Quantification and visualization of carotid segmentation accuracy and precision using a 2D standardized carotid map
Bernard Chiu1, Eranga Ukwatta, Shadi Shavakh
1Department of Electronic Engineering, City University of Hong Kong, Hong Kong. bcychiu@cityu.edu.hk
Physics in Medicine and Biology
|May 10, 2013
Summary
This study introduces a new framework to evaluate vascular segmentation accuracy. It quantifies differences in vessel wall thickness (VWT) and boundary segmentation errors for improved algorithm development.
Area of Science:
- Medical Imaging
- Biomedical Engineering
- Computational Anatomy
Background:
- Accurate vascular segmentation is crucial for assessing vessel wall and plaque burden.
- Existing evaluation methods may not sufficiently capture segmentation accuracy for vessel wall thickness (VWT).
- Segmentation of lumen and wall boundaries requires simultaneous consideration for reliable VWT assessment.
Purpose of the Study:
- To propose a statistical framework for evaluating vascular image segmentation algorithms.
- To quantify the difference in local vessel wall thickness (VWT) between manual and automated segmentation.
- To decompose VWT differences into contributions from lumen and wall boundary segmentation errors.
Main Methods:
- Developed statistical metrics to evaluate local VWT differences (ΔT) and boundary segmentation variability.
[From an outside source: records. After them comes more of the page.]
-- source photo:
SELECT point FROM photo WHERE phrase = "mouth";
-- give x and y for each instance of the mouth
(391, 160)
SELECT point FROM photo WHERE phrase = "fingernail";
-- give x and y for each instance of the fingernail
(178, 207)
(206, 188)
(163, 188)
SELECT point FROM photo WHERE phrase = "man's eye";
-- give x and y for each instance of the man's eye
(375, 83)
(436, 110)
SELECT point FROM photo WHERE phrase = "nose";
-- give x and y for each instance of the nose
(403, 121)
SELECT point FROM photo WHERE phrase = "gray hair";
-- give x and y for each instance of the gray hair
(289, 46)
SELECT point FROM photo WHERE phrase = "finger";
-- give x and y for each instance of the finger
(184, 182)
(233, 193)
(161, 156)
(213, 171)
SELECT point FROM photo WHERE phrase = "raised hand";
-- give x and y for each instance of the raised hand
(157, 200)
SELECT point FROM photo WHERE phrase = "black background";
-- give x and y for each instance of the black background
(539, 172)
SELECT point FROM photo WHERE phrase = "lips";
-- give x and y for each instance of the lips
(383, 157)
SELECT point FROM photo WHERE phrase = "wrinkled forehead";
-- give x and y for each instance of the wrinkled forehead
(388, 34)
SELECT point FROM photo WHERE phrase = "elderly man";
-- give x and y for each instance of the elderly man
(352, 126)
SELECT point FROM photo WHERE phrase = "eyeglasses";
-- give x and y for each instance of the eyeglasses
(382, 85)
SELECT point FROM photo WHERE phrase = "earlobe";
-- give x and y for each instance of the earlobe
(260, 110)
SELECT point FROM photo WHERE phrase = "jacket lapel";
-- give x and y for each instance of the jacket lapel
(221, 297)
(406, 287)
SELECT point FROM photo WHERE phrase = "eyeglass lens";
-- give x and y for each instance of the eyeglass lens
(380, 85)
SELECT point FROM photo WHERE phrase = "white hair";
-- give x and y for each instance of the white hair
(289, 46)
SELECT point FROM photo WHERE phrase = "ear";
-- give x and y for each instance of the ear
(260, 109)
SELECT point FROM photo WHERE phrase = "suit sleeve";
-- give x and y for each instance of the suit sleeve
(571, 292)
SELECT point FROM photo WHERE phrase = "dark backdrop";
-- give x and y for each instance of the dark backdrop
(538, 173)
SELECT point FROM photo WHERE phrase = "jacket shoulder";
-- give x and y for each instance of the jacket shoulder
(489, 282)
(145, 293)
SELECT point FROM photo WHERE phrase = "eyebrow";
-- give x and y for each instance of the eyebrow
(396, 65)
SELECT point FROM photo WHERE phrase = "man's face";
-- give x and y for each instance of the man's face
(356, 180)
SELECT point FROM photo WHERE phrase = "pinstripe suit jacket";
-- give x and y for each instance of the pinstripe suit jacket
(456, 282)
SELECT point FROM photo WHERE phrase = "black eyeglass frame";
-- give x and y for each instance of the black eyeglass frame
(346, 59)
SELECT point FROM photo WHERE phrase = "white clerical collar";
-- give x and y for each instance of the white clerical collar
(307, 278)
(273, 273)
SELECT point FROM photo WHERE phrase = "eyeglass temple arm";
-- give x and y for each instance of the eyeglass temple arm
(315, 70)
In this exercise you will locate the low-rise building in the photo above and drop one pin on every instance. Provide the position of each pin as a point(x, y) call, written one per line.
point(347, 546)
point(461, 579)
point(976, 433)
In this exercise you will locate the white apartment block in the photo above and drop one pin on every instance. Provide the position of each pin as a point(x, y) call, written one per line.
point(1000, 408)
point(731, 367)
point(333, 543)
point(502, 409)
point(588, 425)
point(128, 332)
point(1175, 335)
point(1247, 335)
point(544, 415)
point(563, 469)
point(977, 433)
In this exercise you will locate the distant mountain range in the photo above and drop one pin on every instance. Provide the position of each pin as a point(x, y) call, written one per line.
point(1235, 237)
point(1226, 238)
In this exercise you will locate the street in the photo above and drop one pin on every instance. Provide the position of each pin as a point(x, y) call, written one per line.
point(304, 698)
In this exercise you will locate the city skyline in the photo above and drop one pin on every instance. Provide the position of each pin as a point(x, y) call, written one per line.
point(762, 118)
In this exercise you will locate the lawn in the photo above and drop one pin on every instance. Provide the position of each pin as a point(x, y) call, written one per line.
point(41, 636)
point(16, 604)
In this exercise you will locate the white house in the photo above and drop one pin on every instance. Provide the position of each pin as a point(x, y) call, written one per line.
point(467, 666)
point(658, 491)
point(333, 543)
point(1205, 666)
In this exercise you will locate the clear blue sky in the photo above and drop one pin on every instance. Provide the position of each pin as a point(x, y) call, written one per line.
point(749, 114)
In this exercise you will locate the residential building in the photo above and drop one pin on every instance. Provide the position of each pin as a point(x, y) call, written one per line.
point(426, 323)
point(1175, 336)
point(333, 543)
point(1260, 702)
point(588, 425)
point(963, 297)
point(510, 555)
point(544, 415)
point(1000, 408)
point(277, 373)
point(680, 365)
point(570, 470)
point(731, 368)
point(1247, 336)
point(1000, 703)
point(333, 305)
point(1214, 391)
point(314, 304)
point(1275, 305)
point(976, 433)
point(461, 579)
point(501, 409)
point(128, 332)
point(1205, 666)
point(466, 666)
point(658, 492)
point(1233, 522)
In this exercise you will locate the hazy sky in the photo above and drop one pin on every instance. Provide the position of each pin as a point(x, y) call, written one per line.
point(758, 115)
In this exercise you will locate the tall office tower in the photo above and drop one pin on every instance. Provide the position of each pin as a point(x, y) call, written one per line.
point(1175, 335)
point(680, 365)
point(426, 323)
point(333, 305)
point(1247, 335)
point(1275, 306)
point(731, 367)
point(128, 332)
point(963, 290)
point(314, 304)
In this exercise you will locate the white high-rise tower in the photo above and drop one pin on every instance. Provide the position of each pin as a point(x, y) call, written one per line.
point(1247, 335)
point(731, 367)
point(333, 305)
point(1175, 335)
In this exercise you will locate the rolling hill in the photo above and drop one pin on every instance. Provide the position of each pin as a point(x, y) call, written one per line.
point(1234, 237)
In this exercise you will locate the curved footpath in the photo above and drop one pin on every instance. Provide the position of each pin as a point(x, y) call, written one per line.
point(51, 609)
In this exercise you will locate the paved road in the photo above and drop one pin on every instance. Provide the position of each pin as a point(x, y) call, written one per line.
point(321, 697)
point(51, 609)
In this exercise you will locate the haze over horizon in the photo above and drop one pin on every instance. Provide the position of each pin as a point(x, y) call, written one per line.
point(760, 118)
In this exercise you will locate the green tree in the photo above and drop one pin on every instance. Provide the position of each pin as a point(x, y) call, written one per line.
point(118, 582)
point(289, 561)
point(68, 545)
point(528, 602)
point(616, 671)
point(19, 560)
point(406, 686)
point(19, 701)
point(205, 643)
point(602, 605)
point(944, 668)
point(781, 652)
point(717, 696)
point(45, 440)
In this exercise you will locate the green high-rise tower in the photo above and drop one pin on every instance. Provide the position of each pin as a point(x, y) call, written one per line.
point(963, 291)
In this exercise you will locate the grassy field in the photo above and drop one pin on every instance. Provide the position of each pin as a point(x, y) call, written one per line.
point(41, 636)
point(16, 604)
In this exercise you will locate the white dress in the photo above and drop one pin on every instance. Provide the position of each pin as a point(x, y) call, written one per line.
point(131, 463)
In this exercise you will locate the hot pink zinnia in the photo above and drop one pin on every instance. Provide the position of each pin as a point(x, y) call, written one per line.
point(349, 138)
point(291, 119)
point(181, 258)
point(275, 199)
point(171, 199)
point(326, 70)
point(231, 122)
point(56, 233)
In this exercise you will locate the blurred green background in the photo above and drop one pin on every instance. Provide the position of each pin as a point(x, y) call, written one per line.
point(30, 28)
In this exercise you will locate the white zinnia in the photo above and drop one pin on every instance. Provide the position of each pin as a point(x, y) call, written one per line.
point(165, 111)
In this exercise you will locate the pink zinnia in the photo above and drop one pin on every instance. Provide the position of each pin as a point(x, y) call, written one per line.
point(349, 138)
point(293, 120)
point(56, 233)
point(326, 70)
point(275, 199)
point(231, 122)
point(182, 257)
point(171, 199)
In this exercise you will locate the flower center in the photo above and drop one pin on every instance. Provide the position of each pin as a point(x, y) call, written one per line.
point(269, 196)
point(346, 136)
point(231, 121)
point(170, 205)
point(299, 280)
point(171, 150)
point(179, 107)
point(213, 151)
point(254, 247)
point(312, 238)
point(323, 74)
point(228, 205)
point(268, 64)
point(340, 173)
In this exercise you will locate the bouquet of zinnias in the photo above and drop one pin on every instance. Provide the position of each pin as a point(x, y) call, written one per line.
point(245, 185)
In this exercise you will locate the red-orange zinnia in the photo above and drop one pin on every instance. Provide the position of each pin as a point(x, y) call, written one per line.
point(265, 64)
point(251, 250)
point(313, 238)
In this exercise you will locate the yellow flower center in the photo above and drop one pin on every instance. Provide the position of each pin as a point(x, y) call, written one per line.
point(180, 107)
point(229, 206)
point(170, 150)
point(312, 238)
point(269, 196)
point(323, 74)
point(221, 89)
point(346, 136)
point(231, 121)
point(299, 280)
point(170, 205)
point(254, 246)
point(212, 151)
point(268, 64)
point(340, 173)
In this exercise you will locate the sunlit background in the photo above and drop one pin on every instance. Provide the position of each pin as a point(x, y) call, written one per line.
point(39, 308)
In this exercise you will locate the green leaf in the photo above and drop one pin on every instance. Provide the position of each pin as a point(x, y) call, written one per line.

- Decomposed ΔT into local wall (ΔW) and lumen (ΔL) boundary differences.
- Segmented 3D carotid ultrasound images from 21 subjects five times manually and using a level-set algorithm.
- Computed and visualized difference measures and pooled standard deviations on 2D standardized maps.
Main Results:
- Quantified local accuracy and variability of the segmentation algorithm across subjects.
- Visualized segmentation performance on 2D standardized maps, highlighting areas of error.
- Demonstrated that ΔT can be approximated by ΔW and ΔL, indicating contributions of lumen and wall segmentation to VWT error.
Conclusions:
- The proposed framework effectively quantifies vascular segmentation accuracy and variability.
- The decomposition of VWT error provides insights into specific segmentation challenges (lumen vs. wall).
- Results on 2D maps can guide targeted improvements in segmentation algorithms, such as adjusting anchor points or force weights.